The SYMSITES project aims at developing high-technology solutions to achieve a real circular economy, enabling increased sustainability in the use of industrial and societal resources. To reach its goal, the project needs an effective strategy to evaluate the process.
Evaluation strategies: LCA, LCC and SLCA Analysis
Life Cycle Assessment (LCA), Life Cycle Costing (LCC) and Social Life Cycle Assessment (SLCA) are three methodologies widely used to evaluate the impact of products, processes and services respectively in environmental, economic and social contexts.
These methodologies are based on the Life Cycle Thinking framework, which monitors and evaluates the environmental, economic and social performance of a target system. It covers the entire life cycle: from the extraction of raw materials to the final end-of-life, including recycling.
Life cycle thinking meets sustainability concerns at points where it provides decision-makers with a robust tool in the supply of materials that best makes a balance between current and future needs of the global community[ISO 14044]
LCA, LCC and SLCA analyses share a common approach. After having identified the boundaries, the next step is to quantify material and energy inputs and outputs, from a technical and economic point of view.
In the LCA methodology, the flows of materials and energy are converted into environmental impacts. The process uses specific characterization factors, developed by the scientific community and recognized internationally. These impacts are then grouped into different categories, each of which assesses the burdens on a specific environmental aspect.
LCA promotes continuous monitoring and assists in developing new strategies to reduce the impacts. The methodology also integrates and evaluates probable positive implications deriving from cooperation among companies with a view to industrial symbiosis. This is achievable through the redistribution and efficiency of infrastructures as well as through the re-valuation of waste.
“Social impacts are consequences of positive or negative pressures on social endpoints”[Benoît, C., Mazijn, B. et al. 2009]
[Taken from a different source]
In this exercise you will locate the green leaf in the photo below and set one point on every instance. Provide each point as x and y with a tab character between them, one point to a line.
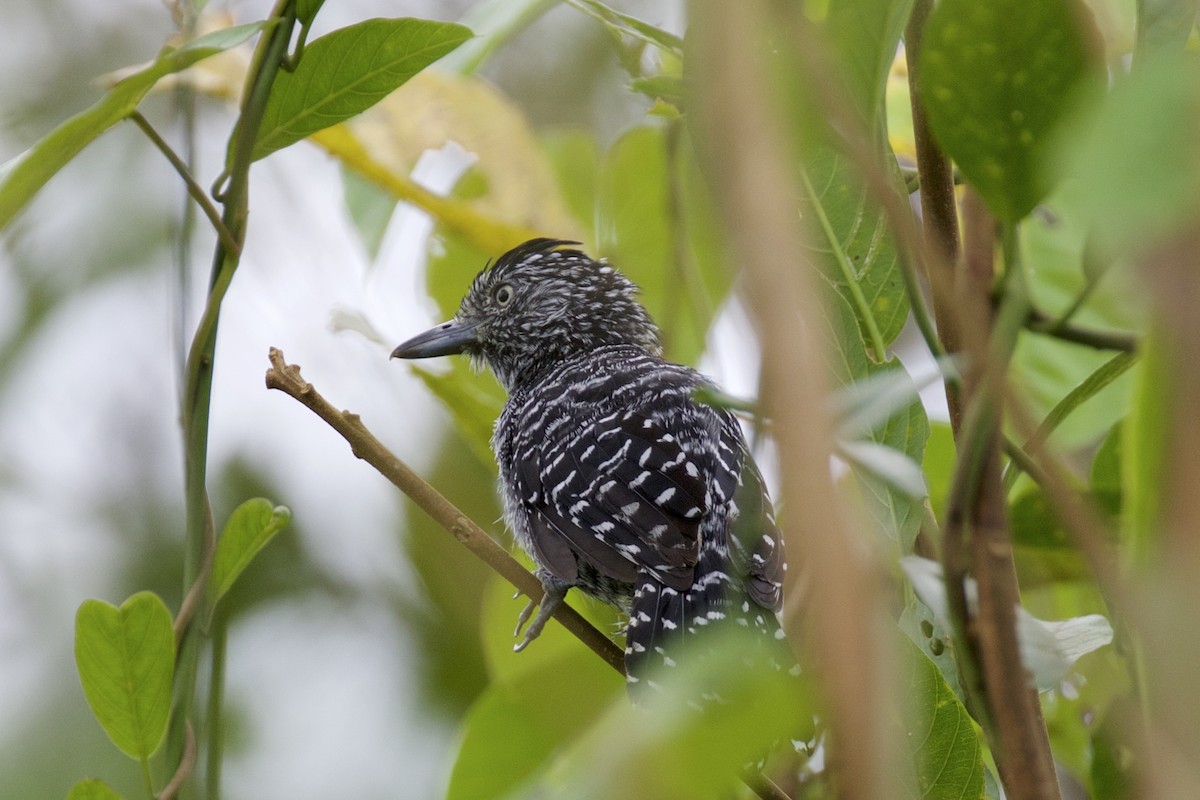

SLCA methodology assesses the social and sociological aspects of the system as well as their actual and potential impacts along the life cycle. SLCA uses generic and site-specific data, which can be quantitative, semi-quantitative or qualitative, and complements the LCA and LCC.
These tools allow for increased competitiveness and process efficiency. At the same time, assessing these dimensions of SYMSITES processes and flows can increase the overall sustainability of the project outcomes.